The question here is do they need permission from the copyright owners to train the AI systems? What does it mean exactly to train an AI system? And how and why do they need copyright protected content?
First, we need to understand what is training in this context: training an AI system, particularly in the context of machine learning and deep learning, refers to the process of feeding the system a vast amount of data and content to help it learn and make predictions or decisions without being explicitly programmed for that task. During this process, the system adjusts its internal parameters to optimize its performance based on the feedback it receives from the training data. Essentially, the AI learns from past examples and refines its understanding to better predict future outcomes[2]. Hence, AI systems require high-quality and diverse datasets to be effectively trained. In numerous situations, AI training often relies on copyrighted materials[3] because they offer high-quality, valuable content that reflects current technological advancements and prevailing social and cultural trends. Consequently, for optimal performance, AI systems may need to utilize, replicate, adapt, and even disseminate such content to deliver the most effective results to users and benefit the broader public. In copyright terminology, AI systems may need to reproduce, communicate and even transform such copyrighted protected content.
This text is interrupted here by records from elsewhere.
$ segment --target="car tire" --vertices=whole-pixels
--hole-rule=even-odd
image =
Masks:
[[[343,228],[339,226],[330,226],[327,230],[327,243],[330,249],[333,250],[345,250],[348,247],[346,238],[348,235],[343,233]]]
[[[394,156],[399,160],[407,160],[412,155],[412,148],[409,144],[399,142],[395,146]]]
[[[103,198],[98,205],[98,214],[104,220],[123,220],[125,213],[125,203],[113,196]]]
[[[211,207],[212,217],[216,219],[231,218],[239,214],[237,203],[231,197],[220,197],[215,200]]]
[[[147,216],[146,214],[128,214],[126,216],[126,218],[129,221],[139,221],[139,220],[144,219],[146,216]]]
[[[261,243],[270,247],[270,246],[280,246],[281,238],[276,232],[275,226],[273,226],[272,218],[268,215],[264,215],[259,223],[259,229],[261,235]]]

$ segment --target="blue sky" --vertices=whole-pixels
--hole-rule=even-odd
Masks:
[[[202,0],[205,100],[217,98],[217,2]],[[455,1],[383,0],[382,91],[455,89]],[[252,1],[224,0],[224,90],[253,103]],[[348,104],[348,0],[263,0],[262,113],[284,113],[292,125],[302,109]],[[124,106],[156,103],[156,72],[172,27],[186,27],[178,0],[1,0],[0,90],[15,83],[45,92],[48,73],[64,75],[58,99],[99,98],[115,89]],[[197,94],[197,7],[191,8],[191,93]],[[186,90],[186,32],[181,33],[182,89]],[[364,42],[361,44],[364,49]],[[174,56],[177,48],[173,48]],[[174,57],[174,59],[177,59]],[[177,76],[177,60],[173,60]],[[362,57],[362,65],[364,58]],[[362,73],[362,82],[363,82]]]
AI system developers assert that incorporating copyrighted material can greatly enhance an AI model’s accuracy and scope. For example, when training a model to understand human language, copyrighted materials such as literary works[4], articles, and other writings are invaluable. Relying solely on public domain or any other non-copyrighted content for AI training might not be adequate given the fast-paced advancements in today’s world. This method could yield obsolete and constrained outcomes, particularly when limited to content from authors who died more than 70-80 years ago[5].
The pressing question remains: Is it permissible for them to use copyrighted content without the consent of the copyright holders? The answer is complex. While training AI models on copyrighted data might be considered fair use in some contexts, generating content from these models could pose legal challenges[6].
Central to this debate is whether the use of copyrighted materials for AI training falls under the “fair use” doctrine in the USA. Alternatively, in the European Union, the discussion revolves around any potential limitations on the exclusive rights granted to copyright holders. It’s highly probable that these cases will escalate to the highest judicial courts: the U.S. Supreme Court (“SCOTUS”) and the Court of Justice of the European Union (“CJEU”).
The outcomes of these cases will undoubtedly influence AI operations, their monetization strategies, the range of materials they can utilize, and consequently, the comprehensiveness and efficacy of these AI systems.
Interestingly, there’s a possibility that the SCOTUS and the CJEU might arrive at contrasting verdicts on the matter.
The fair use doctrine of the U.S. copyright statute
Now, let’s explore deeper into the situation in the USA, where most of these cases are currently under scrutiny.
The US Copyright Act of 1976 provides in Section 107[7] that notwithstanding the exclusive rights of the owner of the copyright, the fair use of a copyrighted work, including such use by reproduction in copies or phonorecords or by any other means specified by that section, for purposes such as criticism, comment, news reporting, teaching (including multiple copies for classroom use), scholarship, or research, is not an infringement of copyright.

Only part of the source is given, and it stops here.